Quiero ofrecerme de voluntario para apoyar a Ucrania.

Collins kayuma
Mar 12, 2022 11:17 AM

I am a Zambian citizen with a Diploma in Registered NURSING I am willing to support ukraine. I want to come to ukraine

David Dzidzikashvili
Sep 30, 2022 10:46 AM

The Ukrainian military and political leadership had been able turn the tide around and inflict devastating strategic losses on the Russian military. The Ukrainian military was able to quickly acquire the knowledge and expertise of the NATO & Western military equipment & weaponry in a very short timeframe and effectively use it against the Russian forces. The results are impressive and visible: Within days the Ukrainians will be able to take over Lyman and further penetrate the Lugansk/Donbass southern frontlines.
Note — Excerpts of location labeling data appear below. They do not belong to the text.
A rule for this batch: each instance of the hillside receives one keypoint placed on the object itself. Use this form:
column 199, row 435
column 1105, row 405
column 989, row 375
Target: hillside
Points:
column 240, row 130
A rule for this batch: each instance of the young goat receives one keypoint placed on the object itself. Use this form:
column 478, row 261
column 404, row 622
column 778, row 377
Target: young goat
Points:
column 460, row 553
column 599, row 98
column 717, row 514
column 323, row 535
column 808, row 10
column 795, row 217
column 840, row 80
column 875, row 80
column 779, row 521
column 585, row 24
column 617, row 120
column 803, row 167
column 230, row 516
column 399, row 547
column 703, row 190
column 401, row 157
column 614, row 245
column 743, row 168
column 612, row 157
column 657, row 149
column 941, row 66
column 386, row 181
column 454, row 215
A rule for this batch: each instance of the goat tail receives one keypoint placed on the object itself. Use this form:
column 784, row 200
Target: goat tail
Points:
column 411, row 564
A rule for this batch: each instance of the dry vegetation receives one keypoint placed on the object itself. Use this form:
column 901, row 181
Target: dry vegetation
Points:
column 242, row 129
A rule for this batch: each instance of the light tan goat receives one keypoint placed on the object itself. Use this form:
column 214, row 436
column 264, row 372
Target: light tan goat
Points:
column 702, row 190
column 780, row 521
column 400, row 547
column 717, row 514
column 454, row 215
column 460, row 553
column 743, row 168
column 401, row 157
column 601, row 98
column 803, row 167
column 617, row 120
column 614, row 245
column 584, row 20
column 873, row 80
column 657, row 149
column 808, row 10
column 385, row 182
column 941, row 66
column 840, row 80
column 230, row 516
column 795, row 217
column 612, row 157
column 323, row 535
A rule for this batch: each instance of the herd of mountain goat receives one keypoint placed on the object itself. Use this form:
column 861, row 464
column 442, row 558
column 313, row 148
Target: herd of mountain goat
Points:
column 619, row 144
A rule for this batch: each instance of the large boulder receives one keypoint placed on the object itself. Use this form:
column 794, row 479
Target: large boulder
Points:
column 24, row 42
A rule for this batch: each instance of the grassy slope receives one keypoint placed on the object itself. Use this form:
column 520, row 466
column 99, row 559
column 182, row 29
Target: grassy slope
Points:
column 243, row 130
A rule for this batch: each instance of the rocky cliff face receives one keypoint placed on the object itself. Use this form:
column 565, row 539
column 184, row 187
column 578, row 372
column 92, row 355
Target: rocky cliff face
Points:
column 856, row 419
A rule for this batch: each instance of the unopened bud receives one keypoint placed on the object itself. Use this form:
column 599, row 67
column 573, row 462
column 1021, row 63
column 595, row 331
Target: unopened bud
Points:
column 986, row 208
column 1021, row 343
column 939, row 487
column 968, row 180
Strategically this is a very important move. However, will Putin who feels cornered with his military failures use the tactical (smaller scale) nuclear weapons to change the course of the war? With the sham & fraudulent referendums it feels like Putin is all in… In addition, with forced mobilization of Russians it feels like Putin is playing this game with the usual Russian military playbook he utilized in Georgia, Chechnya, Crimea and Syria: win the war by spilling more civilian blood, inflict more civilian terror, rapes, murder of civilians and keep committing more war crimes to further inflict more fear and terror.
At this point the NATO nations should issue more direct and stricter threats against Putin and even consider closing the borders to the Russians who are escaping the country. These same people, the vast majority of them (75%-80%) supported Putin’s bloodshed and war vs Ukraine and now they also need to held responsible. They need to stay in Russia and protest there against Putin regime and not simply escape and claim refugee status, when they absolutely do not deserve it.
This war will end within few months or a year at maximum, however it might be possible that Putin feeling cornered utilizes the tactical nukes (vs strategic). This will be the last and final nails to his coffin and this will forever destroy Russia as a country. If Putin makes this strategic mistake, there will be no more Russia and instead of it we will have 10+ more independent republics. And maybe this is the best outcome for the world peace and long-term stability on the Eurasian continent?